4.08 Delivery of Assets: At any time within thirty (30) days after the Closing
Date, Buyer shall take possession of the tangible Assets and move them
from Seller's place of business.
ARTICLE 5 CONDITIONS PRECEDENT TO OBLIGATIONS OF THE BUYER
5.01 Conditions Precedent. The obligations of the Buyer under this Agreement are
subject to the fulfilment, at or before the Time of Closing, of the following
conditions. All of the following conditions have been included for the sole
benefit of the Buyer and each is a condition of the closing of the transactions
provided for in this Agreement. Any of the following conditions may be waived by
the Buyer, in whole or in part, at or at any time prior to the Time of Closing,
provided that no such waiver shall constitute a waiver by the Buyer of any of
its other rights or remedies in connection with any other condition or
conditions, and any waiver will only be binding upon the Buyer if made by the
Buyer in writing:
(a) No Misrepresentations or Breach of Covenants and Warranties. All of the
representations and warranties of the Seller and the Covenantor contained
in this Agreement are true and correct in all respects at the Time of
Closing with the same effect as though such representations and warranties
had been made at and as of such time and there has been compliance by each
of the Seller and the Covenantor with, and no breach by either of the
Seller or the Covenantor of, any of their covenants in this Agreement.

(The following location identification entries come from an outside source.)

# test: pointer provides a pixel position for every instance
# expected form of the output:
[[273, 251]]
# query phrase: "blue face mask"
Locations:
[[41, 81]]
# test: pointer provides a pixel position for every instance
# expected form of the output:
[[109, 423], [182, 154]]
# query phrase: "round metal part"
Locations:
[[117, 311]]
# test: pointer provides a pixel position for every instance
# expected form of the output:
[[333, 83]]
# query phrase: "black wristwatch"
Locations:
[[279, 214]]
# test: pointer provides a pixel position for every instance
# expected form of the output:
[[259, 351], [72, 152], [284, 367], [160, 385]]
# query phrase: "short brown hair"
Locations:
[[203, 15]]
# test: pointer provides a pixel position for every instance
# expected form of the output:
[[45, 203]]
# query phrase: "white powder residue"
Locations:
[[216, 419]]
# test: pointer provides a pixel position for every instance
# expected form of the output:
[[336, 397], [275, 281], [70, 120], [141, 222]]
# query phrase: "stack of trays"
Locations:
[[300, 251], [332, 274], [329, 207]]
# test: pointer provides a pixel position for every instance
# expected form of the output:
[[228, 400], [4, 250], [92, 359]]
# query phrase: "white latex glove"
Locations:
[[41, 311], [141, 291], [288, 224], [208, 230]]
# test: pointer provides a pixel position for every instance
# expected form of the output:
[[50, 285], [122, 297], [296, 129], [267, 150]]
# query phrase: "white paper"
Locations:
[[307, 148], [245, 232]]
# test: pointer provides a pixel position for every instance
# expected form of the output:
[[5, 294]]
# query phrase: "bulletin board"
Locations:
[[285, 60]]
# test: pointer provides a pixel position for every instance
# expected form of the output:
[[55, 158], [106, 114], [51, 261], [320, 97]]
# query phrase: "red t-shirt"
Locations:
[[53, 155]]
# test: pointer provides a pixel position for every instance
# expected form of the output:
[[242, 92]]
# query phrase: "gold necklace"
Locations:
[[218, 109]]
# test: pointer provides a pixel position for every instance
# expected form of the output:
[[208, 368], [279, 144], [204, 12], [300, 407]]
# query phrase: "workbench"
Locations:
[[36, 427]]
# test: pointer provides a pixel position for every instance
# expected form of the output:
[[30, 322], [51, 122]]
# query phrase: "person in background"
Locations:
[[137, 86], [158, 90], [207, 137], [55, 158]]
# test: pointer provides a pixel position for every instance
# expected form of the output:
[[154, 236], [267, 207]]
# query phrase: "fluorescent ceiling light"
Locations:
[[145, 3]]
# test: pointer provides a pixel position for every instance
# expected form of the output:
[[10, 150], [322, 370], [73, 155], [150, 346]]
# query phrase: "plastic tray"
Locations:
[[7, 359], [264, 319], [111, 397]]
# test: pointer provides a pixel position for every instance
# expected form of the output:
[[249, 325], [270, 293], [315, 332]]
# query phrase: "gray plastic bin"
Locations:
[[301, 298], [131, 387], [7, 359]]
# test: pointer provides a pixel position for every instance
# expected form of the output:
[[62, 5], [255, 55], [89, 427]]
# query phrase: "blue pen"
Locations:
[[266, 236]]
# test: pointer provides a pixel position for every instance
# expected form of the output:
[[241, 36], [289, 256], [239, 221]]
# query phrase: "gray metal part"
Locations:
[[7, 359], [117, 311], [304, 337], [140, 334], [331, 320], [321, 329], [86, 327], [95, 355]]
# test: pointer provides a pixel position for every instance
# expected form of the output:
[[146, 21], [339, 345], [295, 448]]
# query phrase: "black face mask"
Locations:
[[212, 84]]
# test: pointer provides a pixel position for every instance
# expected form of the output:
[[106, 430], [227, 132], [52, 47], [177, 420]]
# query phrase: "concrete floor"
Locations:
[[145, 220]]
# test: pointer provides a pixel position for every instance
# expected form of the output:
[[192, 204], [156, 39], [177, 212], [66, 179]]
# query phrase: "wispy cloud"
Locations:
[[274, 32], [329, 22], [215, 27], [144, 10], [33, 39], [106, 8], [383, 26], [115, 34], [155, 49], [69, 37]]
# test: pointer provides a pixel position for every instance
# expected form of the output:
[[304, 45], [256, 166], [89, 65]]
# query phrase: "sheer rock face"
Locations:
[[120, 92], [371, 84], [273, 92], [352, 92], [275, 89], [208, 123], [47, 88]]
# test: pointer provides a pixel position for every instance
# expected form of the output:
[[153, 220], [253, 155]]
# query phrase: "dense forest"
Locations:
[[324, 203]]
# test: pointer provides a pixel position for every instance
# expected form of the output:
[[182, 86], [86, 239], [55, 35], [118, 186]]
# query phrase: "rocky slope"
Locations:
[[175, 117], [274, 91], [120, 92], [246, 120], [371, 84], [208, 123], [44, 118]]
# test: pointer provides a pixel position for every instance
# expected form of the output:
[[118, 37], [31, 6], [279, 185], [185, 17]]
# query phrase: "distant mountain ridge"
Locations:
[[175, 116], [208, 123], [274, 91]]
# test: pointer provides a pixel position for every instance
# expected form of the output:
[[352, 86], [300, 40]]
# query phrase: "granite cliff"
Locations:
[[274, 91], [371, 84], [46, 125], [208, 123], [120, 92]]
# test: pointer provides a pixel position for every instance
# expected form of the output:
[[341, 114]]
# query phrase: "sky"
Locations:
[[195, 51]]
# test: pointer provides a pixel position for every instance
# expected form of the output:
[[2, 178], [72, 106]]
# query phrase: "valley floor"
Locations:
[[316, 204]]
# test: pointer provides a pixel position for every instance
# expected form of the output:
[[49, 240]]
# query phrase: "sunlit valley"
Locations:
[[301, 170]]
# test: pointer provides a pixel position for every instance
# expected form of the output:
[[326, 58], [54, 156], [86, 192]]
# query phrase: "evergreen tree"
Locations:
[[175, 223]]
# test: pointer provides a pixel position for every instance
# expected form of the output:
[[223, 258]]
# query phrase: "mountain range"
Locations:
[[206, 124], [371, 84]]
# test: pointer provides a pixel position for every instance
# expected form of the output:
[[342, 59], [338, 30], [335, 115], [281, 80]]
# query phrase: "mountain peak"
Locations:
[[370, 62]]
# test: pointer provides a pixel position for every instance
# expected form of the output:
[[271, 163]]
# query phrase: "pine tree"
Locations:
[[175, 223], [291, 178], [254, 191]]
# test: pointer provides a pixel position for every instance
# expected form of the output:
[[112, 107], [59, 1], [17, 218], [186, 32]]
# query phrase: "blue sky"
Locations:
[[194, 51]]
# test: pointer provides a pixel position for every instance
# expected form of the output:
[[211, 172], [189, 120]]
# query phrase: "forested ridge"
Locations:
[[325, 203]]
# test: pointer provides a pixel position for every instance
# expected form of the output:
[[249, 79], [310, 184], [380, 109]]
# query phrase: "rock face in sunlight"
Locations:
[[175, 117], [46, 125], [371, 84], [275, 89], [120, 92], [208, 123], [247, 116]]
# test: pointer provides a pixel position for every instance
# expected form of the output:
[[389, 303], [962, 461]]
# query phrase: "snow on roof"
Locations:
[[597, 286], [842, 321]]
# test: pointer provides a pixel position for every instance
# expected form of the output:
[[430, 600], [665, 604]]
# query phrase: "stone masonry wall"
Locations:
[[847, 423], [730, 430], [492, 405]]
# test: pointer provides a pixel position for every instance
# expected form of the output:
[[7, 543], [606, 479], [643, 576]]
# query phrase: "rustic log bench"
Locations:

(b) No Changes in Operations. During the Interim Period, there has been no
material adverse change in the Assets or in the Business or in the
affairs, liabilities, or condition (financial or otherwise), or prospects
of the Business, or other event or development which would affect the
decision of a prudent purchaser in similar circumstances to complete the
purchase of the Assets, and there has been no material adverse legislative
or regulatory change affecting the Business.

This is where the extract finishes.